Fry wants community pharmacy to know that the sector can play a critical role “in our broad portfolio of priorities” one of which is vaccination. “And never has it been clearer than with the expanded flu campaign right now.”
Fry said the Department of Health and Social Care (DH) is working hard to ensure that we have adequate flu vaccine supplies in place, and that pharmacies and GP surgeries will be able to order over the coming weeks and months.
“The DH have been flexible in the way they procure these additional doses and GP surgeries and community pharmacies will soon be informed how to order them.” The latest exciting news is that the MHRA have just approved the use of our latest recombinant flu vaccine previously only available in the US.
Fry, who also is UK general manager of Sanofi Pasteur, Sanofi’s vaccines business unit, explained that pharmaceutical companies have very long lead times for vaccine production. They would normally wrap up the flu vaccine orders for the season around February, months ahead of any season. But fears of a second wave or Covid-19 sparked a scramble for vaccines across countries in the northern hemisphere this year.
Amid the Covid-19 first wave back in the spring, it soon became clear that governments around the world would be needing a much greater flu vaccination supply.
Committing to meeting that rising demand isn’t easy even for Sanofi Pasteur, the world’s biggest producer of flu vaccine.
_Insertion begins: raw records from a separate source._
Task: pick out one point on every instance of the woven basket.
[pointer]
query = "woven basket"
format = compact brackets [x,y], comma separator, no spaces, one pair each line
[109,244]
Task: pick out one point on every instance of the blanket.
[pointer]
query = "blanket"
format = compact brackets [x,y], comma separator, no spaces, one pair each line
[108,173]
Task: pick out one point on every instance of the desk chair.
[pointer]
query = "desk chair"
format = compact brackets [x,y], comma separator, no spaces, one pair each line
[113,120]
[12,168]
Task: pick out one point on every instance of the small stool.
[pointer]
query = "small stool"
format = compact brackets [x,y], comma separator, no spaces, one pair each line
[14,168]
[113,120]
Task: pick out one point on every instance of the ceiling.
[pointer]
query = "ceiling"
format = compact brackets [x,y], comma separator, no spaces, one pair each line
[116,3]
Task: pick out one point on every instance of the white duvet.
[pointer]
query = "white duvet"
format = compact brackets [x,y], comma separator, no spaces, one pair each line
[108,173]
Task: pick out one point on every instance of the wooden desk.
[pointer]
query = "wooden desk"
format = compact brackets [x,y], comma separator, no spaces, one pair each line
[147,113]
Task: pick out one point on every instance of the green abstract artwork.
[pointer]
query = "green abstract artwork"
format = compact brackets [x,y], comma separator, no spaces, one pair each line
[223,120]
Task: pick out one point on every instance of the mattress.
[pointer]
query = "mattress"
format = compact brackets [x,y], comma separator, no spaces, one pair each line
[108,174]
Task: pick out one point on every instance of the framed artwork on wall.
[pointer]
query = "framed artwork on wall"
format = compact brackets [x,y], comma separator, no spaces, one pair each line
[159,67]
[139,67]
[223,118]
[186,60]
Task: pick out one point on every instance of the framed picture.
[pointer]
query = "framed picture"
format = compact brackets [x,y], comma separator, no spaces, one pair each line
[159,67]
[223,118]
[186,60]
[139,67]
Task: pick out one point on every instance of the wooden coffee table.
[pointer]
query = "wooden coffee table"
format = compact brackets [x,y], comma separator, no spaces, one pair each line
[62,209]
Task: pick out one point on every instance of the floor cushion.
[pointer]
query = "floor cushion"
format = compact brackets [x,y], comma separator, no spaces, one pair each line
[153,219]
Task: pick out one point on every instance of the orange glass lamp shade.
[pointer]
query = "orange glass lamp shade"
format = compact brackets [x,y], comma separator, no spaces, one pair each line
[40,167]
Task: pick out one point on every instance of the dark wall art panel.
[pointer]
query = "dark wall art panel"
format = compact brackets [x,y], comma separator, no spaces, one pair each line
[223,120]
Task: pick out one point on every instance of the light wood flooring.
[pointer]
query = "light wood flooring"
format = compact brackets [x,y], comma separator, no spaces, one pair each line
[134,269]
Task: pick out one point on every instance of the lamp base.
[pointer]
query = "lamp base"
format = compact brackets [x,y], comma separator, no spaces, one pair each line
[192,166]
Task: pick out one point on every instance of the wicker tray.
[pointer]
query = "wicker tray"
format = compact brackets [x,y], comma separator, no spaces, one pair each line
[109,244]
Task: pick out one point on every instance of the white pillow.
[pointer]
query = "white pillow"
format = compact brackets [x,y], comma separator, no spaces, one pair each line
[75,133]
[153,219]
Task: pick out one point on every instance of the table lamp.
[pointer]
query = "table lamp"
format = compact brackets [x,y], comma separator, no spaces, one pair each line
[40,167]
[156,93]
But in light of the pandemic, it ramped up its production by more than 20 per cent compared to the previous two years.
Although this flu season has been an exceptional one for pharmacists with each of them having to vaccinate many more people than normal, traditionally, he laments that there has been a reluctance to reach out to all sections of the society and concentrating only on one age group; the elderly.
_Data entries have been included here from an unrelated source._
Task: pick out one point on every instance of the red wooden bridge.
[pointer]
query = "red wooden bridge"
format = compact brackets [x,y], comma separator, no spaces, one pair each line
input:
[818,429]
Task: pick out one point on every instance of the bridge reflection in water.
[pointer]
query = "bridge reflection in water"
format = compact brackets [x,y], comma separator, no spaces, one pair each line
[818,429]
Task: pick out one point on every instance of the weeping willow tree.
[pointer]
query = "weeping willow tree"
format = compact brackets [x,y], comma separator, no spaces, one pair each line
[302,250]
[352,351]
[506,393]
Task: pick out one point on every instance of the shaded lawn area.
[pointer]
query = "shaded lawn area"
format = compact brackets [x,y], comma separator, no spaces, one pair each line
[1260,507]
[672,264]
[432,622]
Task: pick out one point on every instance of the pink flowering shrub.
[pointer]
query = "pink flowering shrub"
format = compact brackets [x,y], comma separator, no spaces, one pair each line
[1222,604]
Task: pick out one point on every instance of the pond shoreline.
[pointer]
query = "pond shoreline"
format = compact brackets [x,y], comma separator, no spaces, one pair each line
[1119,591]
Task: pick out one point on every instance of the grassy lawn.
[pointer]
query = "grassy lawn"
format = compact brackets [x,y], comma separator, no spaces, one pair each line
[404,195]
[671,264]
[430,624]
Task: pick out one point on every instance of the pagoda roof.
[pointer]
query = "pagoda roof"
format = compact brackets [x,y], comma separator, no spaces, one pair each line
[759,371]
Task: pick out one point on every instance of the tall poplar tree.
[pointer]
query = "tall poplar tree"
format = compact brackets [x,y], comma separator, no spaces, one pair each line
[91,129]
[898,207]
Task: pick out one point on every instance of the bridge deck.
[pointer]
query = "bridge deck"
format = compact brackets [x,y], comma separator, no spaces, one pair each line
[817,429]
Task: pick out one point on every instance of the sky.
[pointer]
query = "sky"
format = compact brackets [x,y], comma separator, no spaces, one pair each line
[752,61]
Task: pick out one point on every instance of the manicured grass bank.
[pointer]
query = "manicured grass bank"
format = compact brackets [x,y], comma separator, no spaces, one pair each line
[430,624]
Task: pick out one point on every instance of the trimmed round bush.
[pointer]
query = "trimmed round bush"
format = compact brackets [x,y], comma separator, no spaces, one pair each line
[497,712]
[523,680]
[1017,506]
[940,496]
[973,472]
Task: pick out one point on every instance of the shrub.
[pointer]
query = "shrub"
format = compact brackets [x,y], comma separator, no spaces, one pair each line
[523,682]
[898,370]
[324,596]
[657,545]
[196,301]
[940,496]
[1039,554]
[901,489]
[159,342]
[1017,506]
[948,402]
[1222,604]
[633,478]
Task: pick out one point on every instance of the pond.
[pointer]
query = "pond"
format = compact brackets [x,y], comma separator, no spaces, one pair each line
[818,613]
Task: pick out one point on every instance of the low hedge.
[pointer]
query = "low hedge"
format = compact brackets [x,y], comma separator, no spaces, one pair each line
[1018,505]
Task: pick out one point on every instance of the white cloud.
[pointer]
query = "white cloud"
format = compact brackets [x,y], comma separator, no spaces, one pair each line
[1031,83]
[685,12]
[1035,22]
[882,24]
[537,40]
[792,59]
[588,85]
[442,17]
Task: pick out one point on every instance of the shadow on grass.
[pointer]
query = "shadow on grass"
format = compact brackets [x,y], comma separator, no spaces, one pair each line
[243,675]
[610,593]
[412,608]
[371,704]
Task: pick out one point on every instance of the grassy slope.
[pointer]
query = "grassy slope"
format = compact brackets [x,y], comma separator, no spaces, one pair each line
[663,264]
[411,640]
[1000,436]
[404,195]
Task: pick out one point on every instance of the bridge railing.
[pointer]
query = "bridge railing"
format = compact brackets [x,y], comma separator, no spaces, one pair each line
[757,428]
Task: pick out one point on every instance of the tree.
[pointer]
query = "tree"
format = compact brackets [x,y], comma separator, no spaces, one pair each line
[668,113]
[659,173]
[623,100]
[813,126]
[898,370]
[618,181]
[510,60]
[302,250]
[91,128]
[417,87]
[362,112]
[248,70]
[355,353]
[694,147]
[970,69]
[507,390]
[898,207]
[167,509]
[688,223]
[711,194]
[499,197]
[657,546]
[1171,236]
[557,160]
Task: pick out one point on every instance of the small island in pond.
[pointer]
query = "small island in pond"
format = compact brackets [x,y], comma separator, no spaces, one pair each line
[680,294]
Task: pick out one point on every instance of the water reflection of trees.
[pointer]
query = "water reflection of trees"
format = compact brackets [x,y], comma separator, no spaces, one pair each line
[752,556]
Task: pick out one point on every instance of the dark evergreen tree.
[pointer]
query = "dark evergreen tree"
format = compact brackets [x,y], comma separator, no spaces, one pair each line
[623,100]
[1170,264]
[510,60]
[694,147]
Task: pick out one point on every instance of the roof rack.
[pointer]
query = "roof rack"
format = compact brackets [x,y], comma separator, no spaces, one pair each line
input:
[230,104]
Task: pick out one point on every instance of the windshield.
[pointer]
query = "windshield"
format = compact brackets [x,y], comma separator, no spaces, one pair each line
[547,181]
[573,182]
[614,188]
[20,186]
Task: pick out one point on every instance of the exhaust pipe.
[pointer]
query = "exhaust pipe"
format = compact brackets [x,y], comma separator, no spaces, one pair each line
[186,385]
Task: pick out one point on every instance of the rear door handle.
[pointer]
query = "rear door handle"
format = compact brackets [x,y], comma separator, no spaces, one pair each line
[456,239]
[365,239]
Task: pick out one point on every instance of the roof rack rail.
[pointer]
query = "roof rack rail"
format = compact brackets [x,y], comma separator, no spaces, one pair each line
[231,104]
There is a large commercial and healthcare opportunity for community pharmacy here: Fry said a significant proportion of people under 65 in the UK with underlying health conditions, including asthma, diabetes and heart disease, miss out on their free annual flu vaccination.
“Even more could be done in the community to make sure that they are all protected,” he says, adding: “Which could be financially beneficial for pharmacy in these difficult times”.
“The current expanded flu programme is a good surrogate where community pharmacies have proved themselves commendably. Although there could be many ifs and buts along the way, my short answer is, ‘yes Covid-19 vaccine must be rolled out across pharmacies’.” (Fry said this just days before the DH confirmed to Pharmacy Business that community pharmacists will be allowed to administer Covid-19 vaccines when they are doled out to people across the country).
He gave an update on Sanofi and GlaxoSmithKline’s vaccine candidate, which is currently being studied in a phase I-II clinical study, with a planned phase III study set to begin in earnest before Christmas with the aim of providing up to 300 million of its doses.
He believes Covid-19 vaccines will become available towards the end of the year or early next year, and the Sanofi-GSK vaccine probably won’t be the first to come out in the market.
“But this isn’t a race among makers of vaccine because we will need several vaccines of different efficacies to fight the global pandemic.”
To immunise the world against Covid-19, it will need global collaboration from all parties involved to share the knowledge, experience and capability, and help protect the wider population, Fry added.
This Big Interview also appears in the November issue of Pharmacy Business.